There is a lot of advice thrown out there to people who are just starting out to learn how to program. The learning never stops. It’s been a crazy journey over the past two years, from spending countless hours alone trying to learn things by myself. To enrolling into a Bloc course and then finally the intensive 12 weeks of Dev Bootcamp. Now I am a contract web developer who is tackling challenging problems, learning new things on a daily basis and loving every moment of it.
So what is my piece of advice? Build things. There is no secret formula, book or programming language. The only way to improve is to build things. I don’t care what programming language you use (Ruby is awesome), just build things. Half baked things, things people would use or things you want to use. Basically anything!
I’ll be honest with you. I wasted the starting months while learning. I kept devouring new books, latest challenges of codecademy and anything that kept me away from uncertainty. This just filled my ego. I wasn’t progressing as a programmer, I was just getting comfortable with syntax. I was lying to myself that I was improving. The bottom line is, the only way to improve is to build things.
I have a lot of time but I don’t know what to build.
Stop feeding yourself excuses. You use a lot of websites on a daily basis. How about build a clone of it? Try exercising different muscles. Want some ideas?

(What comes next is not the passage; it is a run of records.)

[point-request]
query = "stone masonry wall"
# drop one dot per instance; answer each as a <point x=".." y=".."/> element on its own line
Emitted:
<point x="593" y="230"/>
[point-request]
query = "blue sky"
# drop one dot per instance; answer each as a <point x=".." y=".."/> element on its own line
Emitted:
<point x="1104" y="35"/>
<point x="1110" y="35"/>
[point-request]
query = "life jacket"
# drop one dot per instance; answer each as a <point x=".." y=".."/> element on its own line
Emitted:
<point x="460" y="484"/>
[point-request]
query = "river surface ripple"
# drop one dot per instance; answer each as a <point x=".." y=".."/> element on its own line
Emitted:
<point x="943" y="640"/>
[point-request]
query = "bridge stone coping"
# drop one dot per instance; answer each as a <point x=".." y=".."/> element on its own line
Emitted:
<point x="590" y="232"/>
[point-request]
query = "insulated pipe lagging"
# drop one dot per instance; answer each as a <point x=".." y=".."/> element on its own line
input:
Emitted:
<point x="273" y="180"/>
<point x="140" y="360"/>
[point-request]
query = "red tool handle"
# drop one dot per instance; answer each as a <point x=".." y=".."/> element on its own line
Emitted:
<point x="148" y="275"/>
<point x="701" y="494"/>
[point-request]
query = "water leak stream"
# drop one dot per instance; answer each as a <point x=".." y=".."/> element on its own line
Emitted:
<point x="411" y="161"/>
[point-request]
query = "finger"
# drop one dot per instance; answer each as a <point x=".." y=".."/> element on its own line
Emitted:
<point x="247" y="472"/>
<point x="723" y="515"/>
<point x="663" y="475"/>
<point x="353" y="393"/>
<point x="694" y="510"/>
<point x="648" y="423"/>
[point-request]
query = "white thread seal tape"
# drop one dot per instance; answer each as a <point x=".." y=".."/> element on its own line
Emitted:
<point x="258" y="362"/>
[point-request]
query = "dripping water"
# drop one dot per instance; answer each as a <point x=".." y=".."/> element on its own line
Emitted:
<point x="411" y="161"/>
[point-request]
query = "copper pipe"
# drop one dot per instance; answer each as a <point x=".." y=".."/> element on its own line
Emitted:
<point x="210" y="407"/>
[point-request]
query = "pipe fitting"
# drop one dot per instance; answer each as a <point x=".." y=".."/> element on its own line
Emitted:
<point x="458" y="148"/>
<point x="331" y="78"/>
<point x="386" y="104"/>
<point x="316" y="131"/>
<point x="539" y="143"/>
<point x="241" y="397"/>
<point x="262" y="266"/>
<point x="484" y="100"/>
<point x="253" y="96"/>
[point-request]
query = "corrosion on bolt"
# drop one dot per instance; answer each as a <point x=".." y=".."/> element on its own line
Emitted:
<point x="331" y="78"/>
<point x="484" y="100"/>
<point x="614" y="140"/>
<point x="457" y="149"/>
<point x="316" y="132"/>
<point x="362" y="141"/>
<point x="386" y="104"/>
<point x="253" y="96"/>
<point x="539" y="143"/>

Your task over here is not to make money with these things, I am not saying you can’t, but your main focus should be to get as much experience under your belt as possible.
I don’t have enough time.
Lies. If this really matters to you, you will find time. Skip an episode of your favorite TV show, don’t go out for that movie or cancel a night out. Carve out a set time couple of times a week, more if you can. And just code. Think of it as an appointment that you can’t miss, nothing else matters during those hours.
You are not doing this to get a job or to make your github look impressive. It can, but your main objective here is to get better at coding. The idea here is to level up, tackle areas you are unfamiliar about and embrace the uncertainty. It’s very easy to keep building things that don’t stretch your skill level.
Go code. Don’t think about writing code, just code.